One of the most important components of the camera system is the type of lens you are using. The lens mount is the particular connecting mechanism that attaches the lens to the camera body. This allows for interchangeable lenses to be used with your rangefinder. You’ll find the standard variety available in screw threaded type, bayonet type or friction lock type; the various camera companies insure compatibility between camera and lens through their unique locking systems.

When shopping for additional lenses for your rangefinder, be sure to identify the particular lens mounting system. Each camera company tends to favor its own unique mounting system; screw type mounts, baronet mounts, etc., Leica originally developed the screw mount system way back in the late 1920’s.

Many of the classic rangefinder cameras can still be found in the hands of collectors. Modern RFs still hold their unique locking systems for their lenses; for instance, screw mount versus bayonet mounts. Many of the premier lens manufacturers such as Nikon, Canon and Leica offer adapters or various styles to fit other camera bodies.

Contax Rangefinder Cameras

One of the best Contax rangefinder cameras ever made came out in 1932. Back in the 1930s and 40s the company, Zeiss Ikon was looking to go head-to-head with Leica in terms of quality and style. The Contax I rangefinder camera was engineered to be more technologically advanced than the current Leica model. They came out with the bayonet mount for a more precise connection to the camera body. They were also fanatical in their goal for sharper lens.

The Zeiss engineers looked to improve on every aspect of the Leica brand. From the removable metal back to the vertical metal shutter, their intent was obvious; they wanted it faster, they wanted it better. Unfortunately the product lacked the style and grace of the Leica. Later models continued to improve and upgrade the technology throughout the 1950s.

Zeiss pioneered a lot of advanced features that we take for granted in the modern camera today. It was clearly competition between the two companies as well as their supporters. In the 50s, the Contax II and III came out with a complete line of lenses with an improved focusing system. The company wanted to once again be on par with the popular Leica, Nikon and Canon entries into the market.

Although the company held fast to its goal of technical advancement, by the 60s their competitors were moving ahead of them. Contact rangefinder cameras were no longer pulling ahead of the pack. The Nikon SP, the Canon 7 and the Leica M3 all pulled ahead.

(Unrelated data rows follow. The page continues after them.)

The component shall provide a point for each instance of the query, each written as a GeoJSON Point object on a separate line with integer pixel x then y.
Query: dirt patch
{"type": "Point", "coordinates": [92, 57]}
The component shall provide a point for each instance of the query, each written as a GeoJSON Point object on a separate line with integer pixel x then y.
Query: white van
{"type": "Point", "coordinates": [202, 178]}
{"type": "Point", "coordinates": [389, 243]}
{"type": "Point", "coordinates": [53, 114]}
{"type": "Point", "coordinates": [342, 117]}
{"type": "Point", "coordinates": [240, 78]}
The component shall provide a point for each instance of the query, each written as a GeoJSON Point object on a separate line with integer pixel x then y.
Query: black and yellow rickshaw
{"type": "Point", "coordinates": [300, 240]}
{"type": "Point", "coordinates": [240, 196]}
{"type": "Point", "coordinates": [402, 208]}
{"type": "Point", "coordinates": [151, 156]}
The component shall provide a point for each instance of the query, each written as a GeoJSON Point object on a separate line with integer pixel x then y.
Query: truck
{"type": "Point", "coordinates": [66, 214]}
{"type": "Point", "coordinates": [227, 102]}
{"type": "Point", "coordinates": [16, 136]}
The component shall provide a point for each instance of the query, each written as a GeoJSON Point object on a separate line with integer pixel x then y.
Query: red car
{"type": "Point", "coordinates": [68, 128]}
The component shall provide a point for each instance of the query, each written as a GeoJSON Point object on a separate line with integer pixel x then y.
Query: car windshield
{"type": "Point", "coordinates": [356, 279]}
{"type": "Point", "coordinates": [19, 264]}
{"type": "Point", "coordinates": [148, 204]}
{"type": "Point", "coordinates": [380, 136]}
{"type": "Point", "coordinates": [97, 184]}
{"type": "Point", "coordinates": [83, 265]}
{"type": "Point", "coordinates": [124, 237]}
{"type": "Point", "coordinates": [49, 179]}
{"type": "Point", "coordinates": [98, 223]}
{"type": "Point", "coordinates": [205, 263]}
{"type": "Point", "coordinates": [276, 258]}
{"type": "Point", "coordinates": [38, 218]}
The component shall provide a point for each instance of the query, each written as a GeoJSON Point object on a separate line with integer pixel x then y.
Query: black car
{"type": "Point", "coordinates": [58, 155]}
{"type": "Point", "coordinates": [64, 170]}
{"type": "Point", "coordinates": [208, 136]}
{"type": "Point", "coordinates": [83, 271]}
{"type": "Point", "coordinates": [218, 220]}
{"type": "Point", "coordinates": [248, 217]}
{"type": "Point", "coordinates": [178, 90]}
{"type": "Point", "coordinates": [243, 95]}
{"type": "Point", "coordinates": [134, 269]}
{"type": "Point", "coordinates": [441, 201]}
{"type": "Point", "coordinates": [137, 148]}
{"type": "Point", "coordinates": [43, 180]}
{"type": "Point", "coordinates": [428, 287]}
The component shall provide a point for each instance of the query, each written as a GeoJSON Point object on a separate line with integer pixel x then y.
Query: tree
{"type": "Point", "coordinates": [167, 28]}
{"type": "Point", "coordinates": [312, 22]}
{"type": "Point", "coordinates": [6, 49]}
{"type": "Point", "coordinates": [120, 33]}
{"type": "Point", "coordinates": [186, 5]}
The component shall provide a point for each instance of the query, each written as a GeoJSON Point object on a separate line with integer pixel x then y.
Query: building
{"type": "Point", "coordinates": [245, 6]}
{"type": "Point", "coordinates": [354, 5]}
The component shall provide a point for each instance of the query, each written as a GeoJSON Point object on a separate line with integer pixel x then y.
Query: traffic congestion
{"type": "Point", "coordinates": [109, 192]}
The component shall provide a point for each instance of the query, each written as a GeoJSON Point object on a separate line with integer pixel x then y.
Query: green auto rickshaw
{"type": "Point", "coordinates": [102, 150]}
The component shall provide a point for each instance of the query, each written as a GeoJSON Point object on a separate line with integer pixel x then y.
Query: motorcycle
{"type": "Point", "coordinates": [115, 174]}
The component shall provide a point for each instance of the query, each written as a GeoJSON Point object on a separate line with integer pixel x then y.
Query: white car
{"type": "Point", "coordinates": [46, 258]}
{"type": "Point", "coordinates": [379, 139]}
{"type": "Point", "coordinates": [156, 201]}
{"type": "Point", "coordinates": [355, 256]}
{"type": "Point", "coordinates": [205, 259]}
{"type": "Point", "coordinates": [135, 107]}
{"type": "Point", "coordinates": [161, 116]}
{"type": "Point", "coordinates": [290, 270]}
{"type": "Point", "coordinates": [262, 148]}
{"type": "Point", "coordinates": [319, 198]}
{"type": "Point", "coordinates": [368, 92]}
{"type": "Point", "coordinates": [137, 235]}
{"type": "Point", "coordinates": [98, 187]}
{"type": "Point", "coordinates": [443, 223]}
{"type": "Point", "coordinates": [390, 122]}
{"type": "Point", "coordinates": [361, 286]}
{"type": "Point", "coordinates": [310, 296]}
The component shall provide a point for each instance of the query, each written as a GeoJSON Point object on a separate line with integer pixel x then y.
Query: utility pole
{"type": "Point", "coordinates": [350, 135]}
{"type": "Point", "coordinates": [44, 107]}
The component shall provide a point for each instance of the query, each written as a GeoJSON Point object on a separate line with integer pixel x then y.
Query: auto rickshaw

The development of the single lens reflex camera also began to eclipse the rangefinder in popularity.

The original Contax I and II had the larger body and boxier style. They were heavier and larger than the Leica back then. Later, the IIa and IIIa came out, with a smaller body weighing in at 18 ounces versus the original 21 ounces; but when placed side-by-side there was almost a 20% difference in size between the II and the IIa.

Improvements came with the Contax IIa and IIIa. The shutter mechanism was an improvement over the competition as well as the Contax I and II. They redesigned the cloth connecting straps of the shutter curtains. The engineers ended up with fewer parts and better reliability.

The viewfinder/rangefinder windows saw improvements as well. They managed to reduce the rangefinder length to 73 mm original 90 mm. Even so, it was still longer than the Leica rangefinder base length by 15%. The viewfinder was stretched a little longer and wider by 1 mm for more comfortable viewing.

Zeiss improved the Contax rangefinder cameras in the IIa and IIIa models. It definitely made for a better camera although I think they outdid themselves when it came to manufacturing the lenses. The Zeiss engineers were always known for their world-class precision when it came to optics. During the 40s and 50s the lenses had a nice chrome finish. The bayonet mounts finally provided a firm click that assured any photographer that they were locked and loaded.